Ongoing research by NOAA’s Northwest Fisheries Science Center continues to look more deeply into the effects of boat noise on Puget Sound orcas. The research team, led by Marla Holt, had previously found that orca calls increase in volume in step with background boat noise: for each decibel of added background noise, their calls also got a decibel louder. In their latest round of research, the team is trying to determine whether the background noise is diminishing their foraging success due to masking (drowning out) some of the critical group communication, and whether calling louder makes the animals use more energy.
A 20% population decline among the Southern Resident orcas during the late 1990’s has been attributed to a combination of fewer salmon, toxins, and vessel noise. According to a recent article on National Geographic.com, Holt, who will present the team’s preliminary findings in October at the Biennial Conference on the Biology of Marine Mammal in Quebec, said that their research indicates killer whale communication is particularly important during hunting. What’s more, previous studies in birds had suggested that the animals consume more oxygen to raise their voices above ambient noise, making their metabolic rates spike and burning up stored energy, Holt said, adding that it’s possible the same phenomenon could be occurring with killer whales, although it’s too early to know for sure.

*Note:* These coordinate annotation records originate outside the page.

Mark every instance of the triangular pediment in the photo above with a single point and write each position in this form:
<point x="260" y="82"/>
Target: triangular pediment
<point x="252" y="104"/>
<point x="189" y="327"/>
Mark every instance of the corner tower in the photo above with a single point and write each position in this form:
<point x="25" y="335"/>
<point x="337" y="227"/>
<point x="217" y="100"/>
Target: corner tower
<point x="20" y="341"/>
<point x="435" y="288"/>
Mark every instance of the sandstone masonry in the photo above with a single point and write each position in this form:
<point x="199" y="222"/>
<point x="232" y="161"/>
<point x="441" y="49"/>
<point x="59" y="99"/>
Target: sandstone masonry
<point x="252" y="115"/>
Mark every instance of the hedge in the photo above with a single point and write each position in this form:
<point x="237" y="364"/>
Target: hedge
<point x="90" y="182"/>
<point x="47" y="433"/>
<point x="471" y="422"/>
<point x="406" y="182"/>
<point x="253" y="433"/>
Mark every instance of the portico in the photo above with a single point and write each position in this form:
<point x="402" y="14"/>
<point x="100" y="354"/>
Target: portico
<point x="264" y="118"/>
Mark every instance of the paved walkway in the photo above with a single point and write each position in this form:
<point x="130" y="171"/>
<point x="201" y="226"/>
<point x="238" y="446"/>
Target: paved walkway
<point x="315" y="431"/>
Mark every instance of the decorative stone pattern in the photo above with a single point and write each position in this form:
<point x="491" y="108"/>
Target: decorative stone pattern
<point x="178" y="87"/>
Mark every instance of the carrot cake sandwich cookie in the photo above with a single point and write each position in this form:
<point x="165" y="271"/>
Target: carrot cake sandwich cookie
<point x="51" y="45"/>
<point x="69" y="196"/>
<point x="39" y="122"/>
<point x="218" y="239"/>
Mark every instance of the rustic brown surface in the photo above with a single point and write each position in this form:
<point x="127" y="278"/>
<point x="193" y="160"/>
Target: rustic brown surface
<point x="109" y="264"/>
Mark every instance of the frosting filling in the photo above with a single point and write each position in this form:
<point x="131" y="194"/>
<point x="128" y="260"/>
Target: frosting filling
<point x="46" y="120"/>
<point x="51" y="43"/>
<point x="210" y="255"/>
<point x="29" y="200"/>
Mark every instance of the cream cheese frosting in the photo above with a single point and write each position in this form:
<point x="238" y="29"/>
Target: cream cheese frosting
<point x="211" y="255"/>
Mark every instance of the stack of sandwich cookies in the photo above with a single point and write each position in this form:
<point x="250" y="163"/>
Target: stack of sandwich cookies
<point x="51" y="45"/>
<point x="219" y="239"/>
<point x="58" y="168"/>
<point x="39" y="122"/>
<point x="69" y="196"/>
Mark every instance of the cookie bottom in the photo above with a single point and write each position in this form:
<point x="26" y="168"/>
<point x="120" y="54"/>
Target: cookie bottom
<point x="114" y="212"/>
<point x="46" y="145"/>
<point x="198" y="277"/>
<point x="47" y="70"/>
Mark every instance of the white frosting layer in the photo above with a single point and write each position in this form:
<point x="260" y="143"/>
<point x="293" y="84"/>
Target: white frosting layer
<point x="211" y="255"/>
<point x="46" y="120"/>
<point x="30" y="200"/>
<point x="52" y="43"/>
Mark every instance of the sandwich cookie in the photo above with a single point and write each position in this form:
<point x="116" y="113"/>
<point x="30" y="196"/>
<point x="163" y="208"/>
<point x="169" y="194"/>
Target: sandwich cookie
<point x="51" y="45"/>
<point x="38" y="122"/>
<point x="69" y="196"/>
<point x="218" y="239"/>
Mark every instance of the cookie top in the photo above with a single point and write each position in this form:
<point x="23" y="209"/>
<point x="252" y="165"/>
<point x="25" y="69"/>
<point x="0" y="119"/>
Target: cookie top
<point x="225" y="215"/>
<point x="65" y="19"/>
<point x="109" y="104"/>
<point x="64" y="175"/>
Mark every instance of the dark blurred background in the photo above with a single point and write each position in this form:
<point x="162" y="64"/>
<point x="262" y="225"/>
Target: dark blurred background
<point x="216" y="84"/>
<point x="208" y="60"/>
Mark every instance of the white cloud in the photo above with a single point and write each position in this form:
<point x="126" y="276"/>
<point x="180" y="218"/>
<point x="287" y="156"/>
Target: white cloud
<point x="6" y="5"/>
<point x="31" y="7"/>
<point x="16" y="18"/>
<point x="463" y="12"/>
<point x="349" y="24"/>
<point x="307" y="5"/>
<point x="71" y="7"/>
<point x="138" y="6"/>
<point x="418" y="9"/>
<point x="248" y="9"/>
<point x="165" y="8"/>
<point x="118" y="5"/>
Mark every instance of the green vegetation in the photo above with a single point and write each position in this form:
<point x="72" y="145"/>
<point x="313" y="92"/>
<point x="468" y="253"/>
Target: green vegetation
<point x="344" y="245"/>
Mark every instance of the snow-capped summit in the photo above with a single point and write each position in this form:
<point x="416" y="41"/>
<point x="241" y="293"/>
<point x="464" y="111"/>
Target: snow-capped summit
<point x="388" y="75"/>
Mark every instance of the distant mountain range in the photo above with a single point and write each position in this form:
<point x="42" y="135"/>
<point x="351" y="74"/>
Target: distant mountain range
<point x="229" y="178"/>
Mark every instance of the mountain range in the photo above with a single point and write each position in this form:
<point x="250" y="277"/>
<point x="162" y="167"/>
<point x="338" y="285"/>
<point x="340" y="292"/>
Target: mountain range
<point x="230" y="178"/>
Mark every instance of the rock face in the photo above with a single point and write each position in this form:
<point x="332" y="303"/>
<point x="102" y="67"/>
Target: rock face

NOAA’s recovery efforts for the orcas include new regulations that will keep whale-watching vessels 200 yards from orcas, as well as efforts to reduce toxin pollution and to restore salmon runs. Longtime orca researcher Ken Balcomb feels it all comes down to the decline in salmon: “If you deny them the food, [there’s] basically no point in worrying about other factors,” Balcomb said. He calls the whale-watching limits “feel-good thing,” adding that “my observations over 35 years [are] that [whales] don’t really get disturbed by anything, much less vessels.” Holt acknowledges the limits of the new regs, saying that “a lot of people would argue, Why focus on these vessel regulations? But it’s one thing we can do immediately.” It appears to AEI that the question is not really whether the boat noise disturbs the orcas, but whether it may drown out parts of their foraging communication, making it more difficult for them to find and eat the few salmon that do remain available to them. And, given their tenuous situation, if they are forced to use more energy to call during hunting, their overall health is likely to be at least somewhat affected. Moreso, each time that a particular foraging attempt is aborted due to a noise intrusion, a larger bit of the daily energy budget has gone to waste. Time will tell whether the new boat limits actually lower the received sound levels for foraging whales; if so, it’s a step in the right direction.